Bereits im Januar hatte der Bezirk Friedrichshain-Kreuzberg ähnliches angekündigt. Eigentlich wollte man ein Gerichtsverfahren abwarten. Der Bezirk hatte einem Unternehmen die Nutzung von Wohnraum für möbliertes Wohnen untersagt. Eine Klage dagegen hatte das Unternehmen im letzten Moment zurückgezogen. Eine gerichtliche Klärung der Frage, ob möbliertes Wohnen auf Zeit eine genehmigungspflichtige Umnutzung darstellt oder nicht, erfolgte dadurch nicht.
Der Bezirk Neukölln ist sich aber sicher, dass dem so ist und macht Nägel mit Köpfen. Man habe mehrere Musterverfahren eingeleitet, um »Wohn-Zeit-Modelle« wieder in reguläre Mietverhältnisse zu überführen. »Wir sind zuversichtlich, dass unsere neue Verwaltungspraxis einer etwaigen gerichtlichen Überprüfung standhält«, sagt Jochen Biedermann.

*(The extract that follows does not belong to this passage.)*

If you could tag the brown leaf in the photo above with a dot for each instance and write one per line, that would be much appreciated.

Jenseits von Milieuschutzgebieten könnte das Vorgehen gegen solche Angebote allerdings schwierig werden. Wie der Senat auf eine Anfrage des Linke-Politikers Niklas Schenker mitteilt, sei das Bezirksamt Mitte in zwei Fällen gerichtlich gescheitert. Der Bezirk hatte versucht, möbliertes Wohnen zu untersagen, weil es gegen das Zweckentfremdungsverbot verstoße. »Das Gericht ging in den Fällen ab einer Wohnzeit von drei Monaten oder mehr davon aus, dass das Zweckentfremdungsrecht nicht greife«, so der Senat.
In einer anderen Konstellation allerdings konnte der Bezirk Neukölln einen gerichtlichen Sieg einfahren. Anbieter möblierten Wohnens verändern mitunter die Grundrisse von Wohnungen, um mehr Zimmer separat vermieten zu können. Das ist zumindest in Milieuschutzgebieten unzulässig, entschied das Verwaltungsgericht in einem Fall. Neukölln hat dort nun angeordnet, dass eine illegal zu einer Fünf-Zimmer-Wohnung umgebaute Zwei-Zimmer-Wohnung rückgebaut werden soll.
Zumindest politisch rennen die Bezirke mit ihrem Vorgehen offene Türen ein. Erst kürzlich hatte der Regierende Bürgermeister Kai Wegner (CDU) gesagt, es gebe massiven Missbrauch beim möblierten Wohnen, um die Mietpreisbremse zu umgehen. Er könne sich vorstellen, dass das Land Berlin eine Bundesratsinitiative starten werde, so Wegner weiter. Bis der Senat in die Pötte kommt, müssen aber wohl weiter die Bezirke voranschreiten.